The Mercury NZ Ltd (ASX: MCY) share price could be volatile this morning after the company reported lower hydro generation and customer numbers in its latest Q4 2019 update.
What were the highlights of Mercury's update?
Mercury reported quarterly thermal spot prices in the 90th percentile as thermal fuel constraints, including maintenance outages on the Pohokura gas field, offset above-average national hydro inflows.
The company reported average spot prices for the final quarter of FY19 were $116/megawatt-hour (MWh) at Otahuhu and $95/MWh at Benmore, which translated into FY19 spot prices reaching record levels of $143/MWh at Otahuhu and $123/MWh at Benmore.
Management said the record pricing levels were largely a function of the market's view of future thermal availability, which also affected the long-term outlook of wholesale market prices, increasing futures prices to $114/MWh for FY20.
Mercury's hydro generation was 796 gigawatt-hour (GWh) in the most recent quarter, a decrease of 422GWh from near-record levels in the prior comparable quarter as its Waikato catchment inflows were below average in Q4 FY19.
Despite below-average inflows in the quarter, management said that Mercury was able to finish the year strongly by utilising the peaking capability of the Waikato Hydro Scheme to benefit from spot price volatility.
Mercury's geothermal generation increased by 23GWh to 731GWh in Q4 FY19 from 708GWh in the prior comparable period, which had more planned maintenance outages, and contributed to FY19 geothermal generation of 2,896GWh – the highest annual geothermal generation for the company.

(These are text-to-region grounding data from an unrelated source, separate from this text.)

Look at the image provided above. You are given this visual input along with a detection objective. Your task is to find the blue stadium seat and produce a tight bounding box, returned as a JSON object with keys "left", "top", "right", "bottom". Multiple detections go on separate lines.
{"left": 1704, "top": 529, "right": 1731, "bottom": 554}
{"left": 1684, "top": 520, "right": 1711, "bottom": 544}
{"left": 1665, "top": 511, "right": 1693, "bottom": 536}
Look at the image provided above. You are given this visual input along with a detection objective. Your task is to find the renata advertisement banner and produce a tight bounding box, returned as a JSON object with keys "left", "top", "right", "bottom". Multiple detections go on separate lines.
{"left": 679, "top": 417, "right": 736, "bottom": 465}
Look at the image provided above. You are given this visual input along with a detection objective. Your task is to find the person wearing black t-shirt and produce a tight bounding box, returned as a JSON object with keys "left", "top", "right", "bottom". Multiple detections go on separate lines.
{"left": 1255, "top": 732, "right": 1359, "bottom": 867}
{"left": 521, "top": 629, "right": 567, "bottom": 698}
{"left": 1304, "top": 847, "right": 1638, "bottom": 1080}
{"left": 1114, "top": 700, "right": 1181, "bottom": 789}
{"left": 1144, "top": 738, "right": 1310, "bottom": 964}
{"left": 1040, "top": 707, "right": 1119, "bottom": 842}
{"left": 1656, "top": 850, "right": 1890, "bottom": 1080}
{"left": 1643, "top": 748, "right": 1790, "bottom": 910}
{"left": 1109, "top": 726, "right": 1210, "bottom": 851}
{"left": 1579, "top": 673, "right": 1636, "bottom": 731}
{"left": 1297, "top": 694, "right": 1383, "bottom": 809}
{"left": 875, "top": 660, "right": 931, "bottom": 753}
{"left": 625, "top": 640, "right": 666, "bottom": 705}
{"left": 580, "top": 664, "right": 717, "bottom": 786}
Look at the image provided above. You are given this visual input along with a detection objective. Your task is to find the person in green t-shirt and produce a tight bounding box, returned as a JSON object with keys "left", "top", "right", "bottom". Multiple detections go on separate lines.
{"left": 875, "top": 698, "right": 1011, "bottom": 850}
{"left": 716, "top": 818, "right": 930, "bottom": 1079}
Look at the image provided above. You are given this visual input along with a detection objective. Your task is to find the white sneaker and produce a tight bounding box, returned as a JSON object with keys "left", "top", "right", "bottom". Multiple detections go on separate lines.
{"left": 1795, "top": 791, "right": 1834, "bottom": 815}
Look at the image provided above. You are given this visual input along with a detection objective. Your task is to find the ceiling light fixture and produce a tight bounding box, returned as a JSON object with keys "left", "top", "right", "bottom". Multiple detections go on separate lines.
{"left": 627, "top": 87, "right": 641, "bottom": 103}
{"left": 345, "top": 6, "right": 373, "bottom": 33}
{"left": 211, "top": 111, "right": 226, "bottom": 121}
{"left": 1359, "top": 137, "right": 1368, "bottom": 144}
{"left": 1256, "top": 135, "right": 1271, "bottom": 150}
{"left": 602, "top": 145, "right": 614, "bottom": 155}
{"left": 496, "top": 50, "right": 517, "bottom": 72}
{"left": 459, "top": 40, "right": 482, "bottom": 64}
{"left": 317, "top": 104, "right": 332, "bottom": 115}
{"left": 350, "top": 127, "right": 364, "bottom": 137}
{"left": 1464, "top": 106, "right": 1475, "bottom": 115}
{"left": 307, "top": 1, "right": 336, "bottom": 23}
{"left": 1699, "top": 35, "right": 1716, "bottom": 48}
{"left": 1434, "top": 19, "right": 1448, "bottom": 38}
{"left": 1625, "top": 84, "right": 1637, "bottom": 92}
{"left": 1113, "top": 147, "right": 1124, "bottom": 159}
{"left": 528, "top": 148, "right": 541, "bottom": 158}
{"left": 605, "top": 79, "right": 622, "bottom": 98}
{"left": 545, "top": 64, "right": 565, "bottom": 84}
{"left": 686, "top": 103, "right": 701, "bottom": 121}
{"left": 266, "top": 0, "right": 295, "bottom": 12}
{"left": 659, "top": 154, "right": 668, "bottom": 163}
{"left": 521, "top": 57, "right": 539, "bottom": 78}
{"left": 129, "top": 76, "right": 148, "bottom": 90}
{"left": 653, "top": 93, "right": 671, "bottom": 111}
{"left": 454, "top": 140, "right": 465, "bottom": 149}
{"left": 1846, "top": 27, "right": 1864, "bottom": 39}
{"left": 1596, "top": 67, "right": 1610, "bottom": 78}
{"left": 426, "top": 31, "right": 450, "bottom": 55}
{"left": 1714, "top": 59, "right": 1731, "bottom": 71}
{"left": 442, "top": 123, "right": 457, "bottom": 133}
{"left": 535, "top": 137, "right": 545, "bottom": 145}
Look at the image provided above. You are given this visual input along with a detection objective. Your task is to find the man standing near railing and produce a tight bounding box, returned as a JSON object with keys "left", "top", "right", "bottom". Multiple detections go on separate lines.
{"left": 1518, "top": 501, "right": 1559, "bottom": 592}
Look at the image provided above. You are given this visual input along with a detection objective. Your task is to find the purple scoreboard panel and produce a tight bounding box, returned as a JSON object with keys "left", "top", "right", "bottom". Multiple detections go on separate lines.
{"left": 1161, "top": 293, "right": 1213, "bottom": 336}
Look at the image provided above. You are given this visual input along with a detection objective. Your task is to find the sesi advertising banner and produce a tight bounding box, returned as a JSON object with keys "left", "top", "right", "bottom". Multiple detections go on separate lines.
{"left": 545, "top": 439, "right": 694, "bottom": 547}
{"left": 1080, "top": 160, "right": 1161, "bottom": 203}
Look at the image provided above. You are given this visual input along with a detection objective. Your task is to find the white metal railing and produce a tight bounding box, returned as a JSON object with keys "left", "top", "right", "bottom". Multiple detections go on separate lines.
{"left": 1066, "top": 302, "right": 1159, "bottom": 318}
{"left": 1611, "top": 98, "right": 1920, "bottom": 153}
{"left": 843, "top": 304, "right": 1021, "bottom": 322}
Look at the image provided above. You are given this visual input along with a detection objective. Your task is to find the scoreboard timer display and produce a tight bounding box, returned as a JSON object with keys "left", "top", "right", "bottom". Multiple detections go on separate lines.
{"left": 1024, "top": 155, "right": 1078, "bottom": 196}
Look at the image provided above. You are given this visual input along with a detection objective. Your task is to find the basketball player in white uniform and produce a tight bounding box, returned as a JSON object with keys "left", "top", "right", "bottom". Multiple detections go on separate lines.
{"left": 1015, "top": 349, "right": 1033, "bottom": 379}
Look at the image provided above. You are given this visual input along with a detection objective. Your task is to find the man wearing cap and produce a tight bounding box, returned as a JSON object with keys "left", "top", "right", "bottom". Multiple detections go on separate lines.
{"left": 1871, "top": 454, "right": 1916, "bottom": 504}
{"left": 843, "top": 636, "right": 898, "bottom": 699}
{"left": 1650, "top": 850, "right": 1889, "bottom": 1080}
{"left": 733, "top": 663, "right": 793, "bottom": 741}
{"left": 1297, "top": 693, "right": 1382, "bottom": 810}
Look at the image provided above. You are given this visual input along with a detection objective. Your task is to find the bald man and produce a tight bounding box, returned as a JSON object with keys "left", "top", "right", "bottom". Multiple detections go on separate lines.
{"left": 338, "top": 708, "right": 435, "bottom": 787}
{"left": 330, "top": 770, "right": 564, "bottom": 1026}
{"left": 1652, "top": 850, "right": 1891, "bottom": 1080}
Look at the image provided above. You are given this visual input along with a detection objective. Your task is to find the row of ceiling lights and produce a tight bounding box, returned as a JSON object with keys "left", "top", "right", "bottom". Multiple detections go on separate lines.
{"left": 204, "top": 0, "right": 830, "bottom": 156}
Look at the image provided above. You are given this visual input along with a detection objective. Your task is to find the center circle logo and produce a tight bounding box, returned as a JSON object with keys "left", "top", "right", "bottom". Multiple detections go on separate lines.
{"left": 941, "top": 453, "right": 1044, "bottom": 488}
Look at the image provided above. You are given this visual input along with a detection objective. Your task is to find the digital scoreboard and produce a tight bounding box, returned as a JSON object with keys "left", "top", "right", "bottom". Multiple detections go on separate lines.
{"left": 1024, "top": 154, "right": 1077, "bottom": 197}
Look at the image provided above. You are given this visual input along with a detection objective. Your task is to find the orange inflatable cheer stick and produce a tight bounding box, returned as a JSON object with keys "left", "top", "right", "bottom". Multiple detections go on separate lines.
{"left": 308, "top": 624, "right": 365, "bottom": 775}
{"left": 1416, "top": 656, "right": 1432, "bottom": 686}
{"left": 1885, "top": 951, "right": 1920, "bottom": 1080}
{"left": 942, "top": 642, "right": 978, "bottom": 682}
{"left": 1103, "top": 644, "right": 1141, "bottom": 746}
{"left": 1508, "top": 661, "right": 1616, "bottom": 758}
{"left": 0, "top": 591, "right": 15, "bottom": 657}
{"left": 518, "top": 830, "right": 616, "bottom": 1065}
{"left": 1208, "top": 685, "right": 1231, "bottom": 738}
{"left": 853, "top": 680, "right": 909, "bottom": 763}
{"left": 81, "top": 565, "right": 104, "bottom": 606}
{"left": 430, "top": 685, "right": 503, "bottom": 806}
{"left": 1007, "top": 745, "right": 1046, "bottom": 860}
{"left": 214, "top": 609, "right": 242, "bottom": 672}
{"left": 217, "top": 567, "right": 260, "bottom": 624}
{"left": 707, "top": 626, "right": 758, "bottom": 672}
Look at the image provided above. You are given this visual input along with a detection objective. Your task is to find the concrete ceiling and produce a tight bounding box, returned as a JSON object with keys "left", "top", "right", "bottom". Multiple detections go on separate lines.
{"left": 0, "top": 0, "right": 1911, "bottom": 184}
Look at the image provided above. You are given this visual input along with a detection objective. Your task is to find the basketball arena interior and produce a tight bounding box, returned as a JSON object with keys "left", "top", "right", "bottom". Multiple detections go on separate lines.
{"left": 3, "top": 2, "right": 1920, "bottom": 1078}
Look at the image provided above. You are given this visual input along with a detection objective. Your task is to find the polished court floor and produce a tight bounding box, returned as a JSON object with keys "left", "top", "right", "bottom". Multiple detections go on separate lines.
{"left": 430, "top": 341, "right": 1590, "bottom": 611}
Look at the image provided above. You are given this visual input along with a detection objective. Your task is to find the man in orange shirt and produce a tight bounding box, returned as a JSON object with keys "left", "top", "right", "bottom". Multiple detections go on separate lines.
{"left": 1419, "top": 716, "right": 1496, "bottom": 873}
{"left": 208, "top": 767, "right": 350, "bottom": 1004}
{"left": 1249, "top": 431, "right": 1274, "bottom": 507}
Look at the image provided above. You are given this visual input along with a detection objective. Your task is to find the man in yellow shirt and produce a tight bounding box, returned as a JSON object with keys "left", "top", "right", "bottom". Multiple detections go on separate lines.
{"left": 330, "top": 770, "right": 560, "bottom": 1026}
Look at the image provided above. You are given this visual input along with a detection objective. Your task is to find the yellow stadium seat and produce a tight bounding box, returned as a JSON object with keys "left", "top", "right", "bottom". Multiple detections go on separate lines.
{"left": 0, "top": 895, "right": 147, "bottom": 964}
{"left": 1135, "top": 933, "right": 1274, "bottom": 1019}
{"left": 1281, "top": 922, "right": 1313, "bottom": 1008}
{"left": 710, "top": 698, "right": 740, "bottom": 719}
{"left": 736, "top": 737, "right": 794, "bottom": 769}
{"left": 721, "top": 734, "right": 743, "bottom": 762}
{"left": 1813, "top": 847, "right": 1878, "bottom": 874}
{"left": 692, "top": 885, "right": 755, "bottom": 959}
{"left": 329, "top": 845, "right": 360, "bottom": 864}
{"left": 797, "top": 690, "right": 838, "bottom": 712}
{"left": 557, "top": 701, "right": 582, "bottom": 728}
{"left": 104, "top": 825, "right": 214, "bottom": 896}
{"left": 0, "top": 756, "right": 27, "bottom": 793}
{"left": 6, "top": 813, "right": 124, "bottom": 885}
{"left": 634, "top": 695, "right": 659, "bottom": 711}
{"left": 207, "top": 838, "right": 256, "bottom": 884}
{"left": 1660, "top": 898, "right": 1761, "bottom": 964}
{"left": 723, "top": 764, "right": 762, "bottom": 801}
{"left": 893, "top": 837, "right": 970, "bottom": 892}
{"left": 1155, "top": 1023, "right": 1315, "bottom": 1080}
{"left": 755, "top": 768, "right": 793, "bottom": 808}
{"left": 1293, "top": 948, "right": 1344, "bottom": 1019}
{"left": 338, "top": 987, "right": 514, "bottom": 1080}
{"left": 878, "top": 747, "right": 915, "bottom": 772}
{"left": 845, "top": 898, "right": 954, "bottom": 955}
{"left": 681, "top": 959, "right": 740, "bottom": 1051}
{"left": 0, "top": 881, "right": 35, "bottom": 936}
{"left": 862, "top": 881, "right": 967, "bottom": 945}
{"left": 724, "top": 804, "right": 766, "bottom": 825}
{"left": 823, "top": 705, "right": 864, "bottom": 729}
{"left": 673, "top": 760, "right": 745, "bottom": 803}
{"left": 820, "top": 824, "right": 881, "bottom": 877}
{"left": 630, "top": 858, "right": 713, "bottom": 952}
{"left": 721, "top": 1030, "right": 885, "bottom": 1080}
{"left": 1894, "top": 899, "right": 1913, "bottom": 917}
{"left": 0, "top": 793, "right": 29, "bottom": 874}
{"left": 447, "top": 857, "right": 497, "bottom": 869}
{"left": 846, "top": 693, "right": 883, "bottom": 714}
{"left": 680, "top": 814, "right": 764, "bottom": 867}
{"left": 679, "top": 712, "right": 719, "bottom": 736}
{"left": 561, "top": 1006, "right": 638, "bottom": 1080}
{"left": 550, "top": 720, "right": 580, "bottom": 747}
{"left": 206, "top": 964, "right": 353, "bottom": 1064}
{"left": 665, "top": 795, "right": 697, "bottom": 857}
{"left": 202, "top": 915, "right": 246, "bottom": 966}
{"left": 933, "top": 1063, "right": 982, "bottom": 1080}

The company also noted lower customer numbers in the quarterly report, citing its focus on value and existing customers resulted in reduced acquisition activity as retail margins narrowed with the continued rise in the electricity futures curve.
Mercury acquired around 4,000 fewer customers in Q4 FY19 compared to Q4 FY18, with the proportion of Mercury brand customers acquired on discounted rates falling from 55% in Q4 FY18 to 27% in Q4 FY19.
This contributed to customer numbers across all brands decreasing by 6,000 across the quarter to 373,000.
Where to now for the Mercury share price?
While the quarterly results indicate a bit of a mixed bag for the New Zealand renewables group, the company's shares could see higher trading activity in early trade.
The Mercury share price is currently trading at $4.35 per share as at the start of trading and has soared 22.5% higher so far this year on strong electricity pricing and steady operational expansion.
Mercury's investment in Tilt Renewables Ltd (ASX: TLT) has also paid dividends for the group in 2019 and the signs are positive for the renewables group heading into the second half of the year.